WASHINGTON, Jan 28 (Reuters) - Energy group Exelon Corp is fighting the U.S. Internal Revenue Service in court over a $517 million tax bill in a case that tax lawyers said could lead to new restrictions on businesses’ ability to do tax-free property exchange deals.
Such exchanges are common legal strategies for avoiding capital gains tax. Thousands are carried out annually, though the Exelon deal at issue was unusually large.
If Exelon loses its case against the IRS in U.S. Tax Court, tax-free property exchange deals, even smaller ones, could be at risk of more often being labeled “abusive tax shelters,” by the agency, tax lawyers said this week.

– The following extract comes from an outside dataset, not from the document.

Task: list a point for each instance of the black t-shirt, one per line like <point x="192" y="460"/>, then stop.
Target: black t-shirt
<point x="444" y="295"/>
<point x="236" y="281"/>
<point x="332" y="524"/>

“People are already on edge ... it is going to put a crimp on this type of transaction,” said Stefan Tucker, a lawyer with Venable LLP, who is not involved in the case. He said he thinks the case will likely be appealed regardless of the Tax Court’s decision.

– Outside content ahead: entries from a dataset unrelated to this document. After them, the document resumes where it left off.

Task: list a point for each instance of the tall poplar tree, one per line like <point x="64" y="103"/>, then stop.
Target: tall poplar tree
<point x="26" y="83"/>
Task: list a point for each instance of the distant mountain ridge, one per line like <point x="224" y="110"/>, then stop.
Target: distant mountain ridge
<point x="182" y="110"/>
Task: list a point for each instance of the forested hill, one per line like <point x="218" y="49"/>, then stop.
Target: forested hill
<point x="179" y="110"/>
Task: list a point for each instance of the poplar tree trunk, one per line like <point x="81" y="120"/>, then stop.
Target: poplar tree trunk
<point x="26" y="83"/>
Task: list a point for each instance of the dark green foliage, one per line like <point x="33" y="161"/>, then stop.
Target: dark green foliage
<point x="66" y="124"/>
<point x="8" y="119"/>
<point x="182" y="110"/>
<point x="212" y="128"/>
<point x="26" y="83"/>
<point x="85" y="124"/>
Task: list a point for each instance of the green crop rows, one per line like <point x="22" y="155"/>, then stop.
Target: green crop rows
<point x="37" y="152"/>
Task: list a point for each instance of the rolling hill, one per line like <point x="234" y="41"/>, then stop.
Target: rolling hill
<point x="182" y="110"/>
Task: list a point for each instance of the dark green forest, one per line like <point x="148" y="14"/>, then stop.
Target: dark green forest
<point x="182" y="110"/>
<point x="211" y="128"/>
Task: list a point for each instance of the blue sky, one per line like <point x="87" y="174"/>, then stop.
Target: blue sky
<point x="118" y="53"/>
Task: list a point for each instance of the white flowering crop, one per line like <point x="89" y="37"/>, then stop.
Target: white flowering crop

Exelon is defending two tax-free property exchanges worth more than $1 billion combined. They were carried out by one of its units in 1999, according to a Tax Court filing.
The IRS contends that the exchanges were “a potentially abusive tax shelter,” said Exelon, the largest U.S. nuclear power plant operator, in a November 2013 regulatory filing.
A spokesman for Chicago-based Exelon declined to comment and referred questions to the company’s regulatory filings.
The IRS, which also declined to comment, has not yet filed a response to Exelon’s Tax Court petition challenging the tax bill. The company does not have to pay the bill while litigation is ongoing. A trial has not yet been scheduled.
The dispute centers on a tax break that lets an individual or business sell an asset - often real estate - and pay no capital gains tax on any profit if the asset is replaced within a certain time period with a similar, or “like-kind,” asset.
Tax-free exchanges must be done following strict rules on timing, intermediaries and any cash involved. Corporations filed more than 64,000 forms with the IRS in 2010 declaring so-called like-kind exchanges, while individuals filed more than 150,000 such forms that same year, the most recent year for which data was available.
In the Exelon case, the IRS is arguing that the company “did not acquire and retain significant and genuine attributes of a traditional owner,” to satisfy the like-kind exchange rules, according to court documents.
‘SILO’ TAX SHELTER
The case traces back to 1999 when an Exelon subsidiary sold some of its fossil fuel power plants to comply with new regulations. With the sale proceeds, the subsidiary acquired three power plants in Georgia and Texas in what the company said it structured as a tax-free exchange.
The Exelon subsidiary then leased the Georgia and Texas properties back to the local governments that operated them. The governments paid advance rent to the Exelon unit totaling more than $1 billion, according to court filings.
The rent payments were part of a “sale in, lease out,” or SILO, deal that was integral to the tax-free exchange.
The IRS contends that by leasing the properties, the Exelon unit did not take proper possession of the plants it got in the exchange. The IRS views some SILO deals as tax shelters and has won SILO disputes in court, including an unrelated one against Exelon last year in a federal appellate court.
“SILOs are old tax shelters and courts have ruled against them numerous times,” said Bradley Borden, a Brooklyn Law School tax professor. He added that if the SILO portion of the power plants exchange does not hold up in court, Exelon could lose and its case could have “a chilling effect” on similar deals.
“Exelon is going to have a hard time winning,” Borden said.
However, in court fights over like-kind exchanges, “the IRS has a pretty bad track record,” said David Shechtman, a lawyer with Drinker Biddle & Reath LLP who is not involved in the case.
Exelon’s transaction was not a typical SILO and that might help the company prove it was playing by the rules, he said.
The case is Exelon Corp, as successor by merger to Unicom Corp and Subsidiaries v. Commissioner of Internal Revenue; Tax Court docket No. 29183-13.